University of Michigan study brings mysteries of psoriasis closer to being solved

April 6, 2006

Ann Arbor, Mich. -- Researchers at the University of Michigan Medical School report they've isolated a common genetic variation in an immune-system gene that makes carriers significantly more susceptible to developing psoriasis.

Ann Arbor, Mich.-Researchers at the University of Michigan Medical School report they’ve isolated a common genetic variation in an immune-system gene that makes carriers significantly more susceptible to developing psoriasis.

The gene, named PSORS-1, is described as the first genetic determinant of psoriasis to be definitively identified in a major clinical study. The PSORS-1 gene is actually one of more than 20 different varieties, or alleles, of a gene known as HLA-C. The researchers say its identification could lead to new treatments that will have less risk and fewer side effects than current therapies.

According to lead author Rajan P. Nair, Ph.D., a University of Michigan assistant research professor in dermatology, scientists have been searching for genes associated with psoriasis for three decades, but until now research has been inconclusive. In a previous study, Nair and his colleagues had narrowed the search for the PSORS1 gene down to a 300,000-base-pair segment of chromosome 6 that included a gene called HLA-C and at least 10 other genes. Located on human chromosome 6, HLA-C is one of several genes in the major histocompatibility complex (MHC) that regulate how the immune system fights off infection.

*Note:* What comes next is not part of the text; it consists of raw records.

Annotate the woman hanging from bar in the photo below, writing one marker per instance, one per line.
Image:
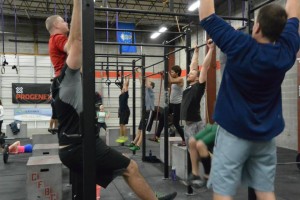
(124, 111)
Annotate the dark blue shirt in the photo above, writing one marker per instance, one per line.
(249, 102)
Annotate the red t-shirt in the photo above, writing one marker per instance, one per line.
(56, 51)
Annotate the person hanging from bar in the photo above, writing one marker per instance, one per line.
(57, 47)
(58, 42)
(249, 104)
(190, 106)
(176, 88)
(150, 111)
(67, 91)
(124, 111)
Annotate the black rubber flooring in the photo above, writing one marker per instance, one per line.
(13, 179)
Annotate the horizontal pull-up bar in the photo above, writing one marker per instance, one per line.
(137, 31)
(155, 64)
(125, 62)
(163, 13)
(172, 52)
(111, 70)
(199, 46)
(139, 44)
(113, 65)
(261, 5)
(127, 56)
(176, 38)
(117, 55)
(153, 74)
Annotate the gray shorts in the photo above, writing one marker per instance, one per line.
(191, 129)
(236, 161)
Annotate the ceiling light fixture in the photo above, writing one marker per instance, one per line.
(162, 29)
(194, 6)
(154, 35)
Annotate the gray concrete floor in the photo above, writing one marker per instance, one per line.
(13, 179)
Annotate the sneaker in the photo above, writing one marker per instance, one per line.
(167, 196)
(182, 144)
(154, 139)
(5, 153)
(196, 181)
(131, 145)
(125, 139)
(134, 148)
(120, 139)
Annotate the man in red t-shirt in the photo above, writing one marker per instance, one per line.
(58, 30)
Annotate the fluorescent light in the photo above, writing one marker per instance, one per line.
(162, 29)
(155, 35)
(194, 6)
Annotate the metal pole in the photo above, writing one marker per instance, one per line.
(143, 108)
(88, 117)
(133, 102)
(188, 42)
(166, 113)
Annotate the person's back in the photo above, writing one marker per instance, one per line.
(249, 104)
(252, 78)
(56, 52)
(57, 46)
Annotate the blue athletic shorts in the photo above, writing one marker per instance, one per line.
(236, 161)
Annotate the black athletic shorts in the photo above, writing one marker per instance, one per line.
(109, 162)
(124, 116)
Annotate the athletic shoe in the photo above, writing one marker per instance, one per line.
(182, 144)
(5, 153)
(170, 196)
(134, 148)
(122, 139)
(196, 181)
(131, 145)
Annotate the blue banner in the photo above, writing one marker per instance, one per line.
(126, 37)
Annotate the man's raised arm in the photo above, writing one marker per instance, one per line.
(293, 8)
(74, 59)
(206, 8)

“We started this study in 1991 expecting to find that psoriasis is a single-gene disease, and now we’ve found that it’s not,” Dr. Nair tells Dermatology Times. “In short, we looked at these 11 genes and found the HLA-C gene to be the most interesting in that it’s an immune gene and the most likely to be carried by people susceptible to psoriasis.”

While the study’s findings specify PSORS-1 as the major gene involved in susceptibility to psoriasis, it’s not the only one. According to Dr. Nair, further substantial research will be required to find the other genes involved in psoriasis and then to develop a more effective treatment to combat the disease. The key, says the study, is to find which branches of the immune system trigger psoriasis in certain people and find a way to neutralize them without affecting the entire immune system.

The University of Michigan study looked at 2,723 people from 678 families from which at least one family member had psoriasis. Results are to be published in the May issue of the American Journal of Human Genetics.